The following LINQPad code generates random sequence of unique integers from 0 to N and calculates the length of cycle for every integer starting from 0. In order to calculate cycle length for a given integer, it reads value from boxes
array at the index equal to that integer, than takes the value and reads from the index equal to that value, and so on. The process stops when the value read from array is equal to original integer we started with. The number of iterations spent to calculating the length of every cycle gets saved into a Dictionary
.
const int count = 100;
var random = new Random();
var boxes = Enumerable.Range(0, count).OrderBy(x => random.Next(0, count - 1)).ToArray();
string.Join(", ", boxes.Select(x => x.ToString())).Dump("Boxes");
var stats = Enumerable.Range(0, count).ToDictionary(x => x, x => {
var iterations = 0;
var ind = x;
while(boxes[ind] != x)
{
ind = boxes[ind];
iterations++;
}
return iterations;
});
stats.GroupBy(x => x.Value).Select(x => new {x.Key, Count = x.Count()}).OrderBy(x => x.Key).Dump("Stats");
stats.Sum(x => x.Value).Dump("Total Iterations");
Typical result looks as follows:
The results I am getting seem weird to me:
- The lengths of all cycles can be grouped into only few buckets (usually 3 to 7). I was hoping to see more distinct buckets.
- The number of elements in every bucket most of the time grows together with the bucket value they belong to.
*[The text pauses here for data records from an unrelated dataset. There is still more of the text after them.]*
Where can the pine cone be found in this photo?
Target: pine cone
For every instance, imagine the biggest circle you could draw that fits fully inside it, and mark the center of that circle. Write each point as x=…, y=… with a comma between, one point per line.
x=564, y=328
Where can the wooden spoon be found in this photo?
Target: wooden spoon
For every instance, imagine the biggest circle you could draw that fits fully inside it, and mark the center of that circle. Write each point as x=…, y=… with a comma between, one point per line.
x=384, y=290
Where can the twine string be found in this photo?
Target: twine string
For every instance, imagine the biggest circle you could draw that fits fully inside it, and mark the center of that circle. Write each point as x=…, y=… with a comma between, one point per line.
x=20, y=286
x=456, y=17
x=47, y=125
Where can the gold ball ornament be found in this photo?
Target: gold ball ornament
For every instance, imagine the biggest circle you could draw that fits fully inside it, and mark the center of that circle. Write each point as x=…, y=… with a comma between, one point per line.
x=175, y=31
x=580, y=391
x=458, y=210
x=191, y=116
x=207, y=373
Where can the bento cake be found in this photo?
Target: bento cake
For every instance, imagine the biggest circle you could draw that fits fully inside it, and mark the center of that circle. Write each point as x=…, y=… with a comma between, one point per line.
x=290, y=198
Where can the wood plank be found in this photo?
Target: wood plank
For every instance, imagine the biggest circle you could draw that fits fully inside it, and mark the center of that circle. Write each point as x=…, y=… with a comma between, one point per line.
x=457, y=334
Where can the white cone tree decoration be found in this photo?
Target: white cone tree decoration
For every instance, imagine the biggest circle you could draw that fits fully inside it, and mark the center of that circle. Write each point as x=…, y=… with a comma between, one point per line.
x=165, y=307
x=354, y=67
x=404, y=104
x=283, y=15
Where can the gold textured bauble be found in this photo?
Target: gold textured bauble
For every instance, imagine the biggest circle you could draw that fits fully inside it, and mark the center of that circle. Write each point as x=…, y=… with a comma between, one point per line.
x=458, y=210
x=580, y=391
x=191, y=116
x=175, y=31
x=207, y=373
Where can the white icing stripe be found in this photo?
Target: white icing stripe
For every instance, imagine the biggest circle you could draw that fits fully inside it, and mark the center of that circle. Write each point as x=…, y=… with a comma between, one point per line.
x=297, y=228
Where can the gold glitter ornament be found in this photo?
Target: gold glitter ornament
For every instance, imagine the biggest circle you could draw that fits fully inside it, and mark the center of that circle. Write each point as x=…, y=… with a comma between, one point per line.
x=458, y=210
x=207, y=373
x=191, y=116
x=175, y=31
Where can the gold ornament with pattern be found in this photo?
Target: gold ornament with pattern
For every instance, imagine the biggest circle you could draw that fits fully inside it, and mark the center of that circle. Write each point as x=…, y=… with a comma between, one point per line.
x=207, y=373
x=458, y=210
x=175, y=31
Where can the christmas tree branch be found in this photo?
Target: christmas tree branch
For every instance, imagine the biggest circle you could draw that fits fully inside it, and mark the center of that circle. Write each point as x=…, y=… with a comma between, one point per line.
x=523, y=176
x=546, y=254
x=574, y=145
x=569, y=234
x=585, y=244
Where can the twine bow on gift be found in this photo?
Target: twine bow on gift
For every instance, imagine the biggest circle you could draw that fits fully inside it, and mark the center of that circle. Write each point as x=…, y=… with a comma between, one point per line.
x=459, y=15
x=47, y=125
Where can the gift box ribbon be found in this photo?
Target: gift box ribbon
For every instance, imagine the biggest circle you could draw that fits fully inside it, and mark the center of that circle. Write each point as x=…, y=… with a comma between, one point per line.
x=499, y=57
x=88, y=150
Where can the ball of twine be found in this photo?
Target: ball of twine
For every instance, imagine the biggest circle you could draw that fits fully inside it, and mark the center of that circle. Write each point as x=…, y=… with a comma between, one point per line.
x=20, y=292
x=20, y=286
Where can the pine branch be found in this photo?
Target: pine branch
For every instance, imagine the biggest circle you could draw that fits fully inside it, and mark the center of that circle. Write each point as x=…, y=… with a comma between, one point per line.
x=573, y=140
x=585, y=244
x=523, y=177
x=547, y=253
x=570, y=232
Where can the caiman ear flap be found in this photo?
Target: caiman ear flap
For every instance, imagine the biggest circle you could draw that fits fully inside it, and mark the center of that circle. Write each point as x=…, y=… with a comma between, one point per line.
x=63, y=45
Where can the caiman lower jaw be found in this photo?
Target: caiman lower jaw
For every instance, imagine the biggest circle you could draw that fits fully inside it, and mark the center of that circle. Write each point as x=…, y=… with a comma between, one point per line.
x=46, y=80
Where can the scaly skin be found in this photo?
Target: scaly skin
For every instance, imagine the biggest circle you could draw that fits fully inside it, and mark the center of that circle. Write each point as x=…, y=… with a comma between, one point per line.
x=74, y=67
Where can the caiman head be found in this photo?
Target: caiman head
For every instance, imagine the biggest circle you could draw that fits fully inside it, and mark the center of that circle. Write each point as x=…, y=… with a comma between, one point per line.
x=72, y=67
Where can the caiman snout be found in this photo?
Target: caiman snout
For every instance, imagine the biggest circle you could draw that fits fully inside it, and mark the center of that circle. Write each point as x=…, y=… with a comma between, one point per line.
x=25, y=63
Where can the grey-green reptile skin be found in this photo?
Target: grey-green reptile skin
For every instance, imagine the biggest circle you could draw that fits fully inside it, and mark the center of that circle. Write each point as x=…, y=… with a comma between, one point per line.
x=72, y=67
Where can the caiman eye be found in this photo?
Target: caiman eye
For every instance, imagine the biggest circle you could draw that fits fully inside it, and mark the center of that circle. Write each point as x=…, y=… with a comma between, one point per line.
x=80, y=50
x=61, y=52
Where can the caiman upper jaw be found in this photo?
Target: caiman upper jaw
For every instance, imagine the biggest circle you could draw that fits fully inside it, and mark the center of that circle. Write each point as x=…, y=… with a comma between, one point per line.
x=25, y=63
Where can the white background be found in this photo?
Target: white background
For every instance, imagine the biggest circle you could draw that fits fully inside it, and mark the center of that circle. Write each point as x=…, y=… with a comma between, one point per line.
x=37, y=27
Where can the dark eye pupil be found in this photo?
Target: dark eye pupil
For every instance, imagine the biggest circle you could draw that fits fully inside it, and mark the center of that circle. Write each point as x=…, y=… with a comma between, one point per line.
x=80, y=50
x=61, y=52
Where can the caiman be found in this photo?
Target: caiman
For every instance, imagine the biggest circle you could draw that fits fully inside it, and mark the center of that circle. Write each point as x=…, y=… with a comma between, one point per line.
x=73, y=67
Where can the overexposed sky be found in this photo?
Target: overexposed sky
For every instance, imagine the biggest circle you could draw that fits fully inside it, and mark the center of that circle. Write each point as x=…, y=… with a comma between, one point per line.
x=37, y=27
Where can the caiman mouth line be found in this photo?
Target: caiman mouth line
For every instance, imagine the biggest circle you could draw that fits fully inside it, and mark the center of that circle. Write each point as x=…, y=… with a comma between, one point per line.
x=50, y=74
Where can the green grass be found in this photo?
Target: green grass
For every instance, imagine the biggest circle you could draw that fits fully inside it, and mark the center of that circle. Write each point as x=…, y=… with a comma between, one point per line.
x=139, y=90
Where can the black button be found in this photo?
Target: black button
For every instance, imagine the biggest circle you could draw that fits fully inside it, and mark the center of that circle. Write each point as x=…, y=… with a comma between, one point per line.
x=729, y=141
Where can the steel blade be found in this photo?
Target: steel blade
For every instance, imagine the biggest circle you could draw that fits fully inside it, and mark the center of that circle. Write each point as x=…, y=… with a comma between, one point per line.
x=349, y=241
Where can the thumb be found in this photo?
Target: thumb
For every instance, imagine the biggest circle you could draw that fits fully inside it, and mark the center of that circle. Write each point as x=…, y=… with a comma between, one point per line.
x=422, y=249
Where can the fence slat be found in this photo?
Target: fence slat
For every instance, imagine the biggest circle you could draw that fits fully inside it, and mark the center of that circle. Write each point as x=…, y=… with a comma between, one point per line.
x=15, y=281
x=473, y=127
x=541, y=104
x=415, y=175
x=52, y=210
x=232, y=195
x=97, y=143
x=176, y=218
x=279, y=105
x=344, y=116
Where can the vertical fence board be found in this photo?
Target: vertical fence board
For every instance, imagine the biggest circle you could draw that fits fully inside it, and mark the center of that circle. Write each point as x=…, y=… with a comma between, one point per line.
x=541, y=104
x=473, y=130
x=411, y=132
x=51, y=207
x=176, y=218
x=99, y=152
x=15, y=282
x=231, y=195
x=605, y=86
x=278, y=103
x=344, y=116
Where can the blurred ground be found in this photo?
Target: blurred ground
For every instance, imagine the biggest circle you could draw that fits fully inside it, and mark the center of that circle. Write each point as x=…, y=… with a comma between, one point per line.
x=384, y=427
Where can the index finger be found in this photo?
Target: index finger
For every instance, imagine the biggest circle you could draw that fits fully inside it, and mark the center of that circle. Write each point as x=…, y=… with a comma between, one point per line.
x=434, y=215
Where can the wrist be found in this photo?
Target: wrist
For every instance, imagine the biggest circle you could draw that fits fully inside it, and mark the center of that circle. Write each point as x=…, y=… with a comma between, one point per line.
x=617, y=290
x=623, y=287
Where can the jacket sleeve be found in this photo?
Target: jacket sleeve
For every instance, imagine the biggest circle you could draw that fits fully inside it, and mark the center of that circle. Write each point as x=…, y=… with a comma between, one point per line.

I was hoping that it would be more random.
I have tried several different randomize functions, like .NET's Random
and RandomNumberGenerator
classes, as well as random data generated from random.org. All of them seem to produce similar results.
Am I doing something wrong? Are those results expected from mathematical point of view? Or, perhaps, the pseudo nature of randomizing functions that I used have side effects?